Though consciously devoid of any sentimentality, the namesake bottle in many ways becomes a specter for Léger’s insistence on a human presence within the composition. Still resolutely flattened, it is the only element within the work which bears the distinctly metallic quality of Léger’s most celebrated tubist style—its form accentuated by the metallic grey and the exaggerated shading which offers the only semblance of three dimensionality within the composition (see fig. 2). In this transposition of an object from everyday use into a setting apparently devoid of the human hand, and in communicating it with an acuity for the tactile quality of its plastic form, Léger allows the viewer a point of entry into the world which he lays out on the canvas.


Throughout art history, the bottle has served as a common fixture within the still life, a genre which was, from its earliest iterations, inextricably linked to its symbolic allusions to the transience of everyday life. With the advent of Cubism at the turn of the twentieth century, the still life was reintroduced as a vital mode of address, one which reconsidered objects in terms of their formal elements and so allowed for radical exploration into our modes of perception. As opposed to the precedent set by the Cubists, however, who fragmented and reconstructed the object within space as though seen from multiple perspectives at once, Léger remained resolute in his commitment to their physical, plastic qualities (see fig. 1).


After 1920, Léger’s paintings took on a more precise, static quality reflecting the rappel a l’ordre, the “call to order” then dominating the Paris avant-garde (see fig. 3). When Léger initiated his own “call to order” in 1920, it was towards a simpler, more coordinated presentation of stylistic contradictions, in which a more unified architecture provided the setting for a more explicit articulation of the relationship between man and machine. As in the present work, the mechanical element was swiftly replaced with common objects of everyday life. Doing away with this ambiguity worked in service of the same structural stability which the reformed avant-garde sought out in their Classical revival. But where these artists rejected the mechanical aesthetic of the modern age, Léger confronted it head first. In its earliest iteration, Léger expounded on this idea through his theory of contrasts which took the mechanical element as its starting point:


"The mechanical element is only a means and not an end. I consider it simply plastic 'raw material,' like the elements of a landscape or a still life…Instead of opposing comic and tragic characters and contrary scenic states, I organize the opposition of contrasting values, lines, and curves.
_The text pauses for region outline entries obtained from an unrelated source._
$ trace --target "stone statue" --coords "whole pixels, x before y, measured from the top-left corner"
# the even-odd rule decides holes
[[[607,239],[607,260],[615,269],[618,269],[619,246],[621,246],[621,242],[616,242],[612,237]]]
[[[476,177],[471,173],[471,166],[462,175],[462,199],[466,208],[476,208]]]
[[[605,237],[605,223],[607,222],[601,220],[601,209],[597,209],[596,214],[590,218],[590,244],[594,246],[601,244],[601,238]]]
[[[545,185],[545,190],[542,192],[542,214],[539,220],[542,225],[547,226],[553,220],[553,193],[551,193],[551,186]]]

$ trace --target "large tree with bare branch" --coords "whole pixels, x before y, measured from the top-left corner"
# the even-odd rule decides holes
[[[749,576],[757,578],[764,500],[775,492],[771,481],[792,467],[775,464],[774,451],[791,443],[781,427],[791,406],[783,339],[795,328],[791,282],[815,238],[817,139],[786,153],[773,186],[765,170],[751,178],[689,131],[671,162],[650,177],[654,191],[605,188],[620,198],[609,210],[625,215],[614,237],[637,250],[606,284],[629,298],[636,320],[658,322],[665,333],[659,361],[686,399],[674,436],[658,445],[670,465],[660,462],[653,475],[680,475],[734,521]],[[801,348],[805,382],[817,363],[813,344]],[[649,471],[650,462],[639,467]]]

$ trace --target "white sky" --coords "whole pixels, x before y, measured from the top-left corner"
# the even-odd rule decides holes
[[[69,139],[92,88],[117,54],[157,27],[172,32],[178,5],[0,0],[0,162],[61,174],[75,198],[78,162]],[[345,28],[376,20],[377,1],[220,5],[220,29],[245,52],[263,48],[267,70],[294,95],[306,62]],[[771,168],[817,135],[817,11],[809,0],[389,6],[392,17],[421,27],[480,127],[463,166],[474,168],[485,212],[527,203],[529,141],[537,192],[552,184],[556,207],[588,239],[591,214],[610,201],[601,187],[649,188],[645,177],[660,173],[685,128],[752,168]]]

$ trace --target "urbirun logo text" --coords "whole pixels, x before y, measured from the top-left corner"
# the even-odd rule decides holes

I oppose curves to straight lines, flat surfaces to molded forms, pure local colors to nuances of gray,”

Fernand Leger, “Notes on the Mechanical Element,” 1923 (reproduced in Exh. Cat., New York, The Museum of Modern Art, Fernand Léger, 1998, p. 123)


In this defection to a pure objectivity, liberated from any narrative obligation, Léger masterfully transgresses the boundary between representation and abstraction.


Nature morte à la bouteille testifies to a pivotal moment in Léger’s early creative evolution wherein he came to discover and hone the plastic qualities of color itself. Beginning with his revered Contrastes de formes, Léger endeavored to explore the potential held within the juxtaposition of pure color as a means of describing three dimensional space. The present work marks a point of maturity in this new plastic vocabulary, where pure tones are radically transformed into volumetric weights, conferring on each a sense of objecthood. The planes of color which describe the background seem to float variously on top of and beneath each other, imbued with a physical integrity despite their distinctly two-dimensional articulation. There is felt within their organization a particular kinship with the tenets of De Stijl, and with the movement’s ambition to create a universal visual language through geometry and color which speaks to the condition of modern life. At Léger’s hand, this sense of organization confers on the composition a certain architecture which, though invented and nondescript, appears to be constructed with the same functionalism, the same beauty, as he so admired in the machine.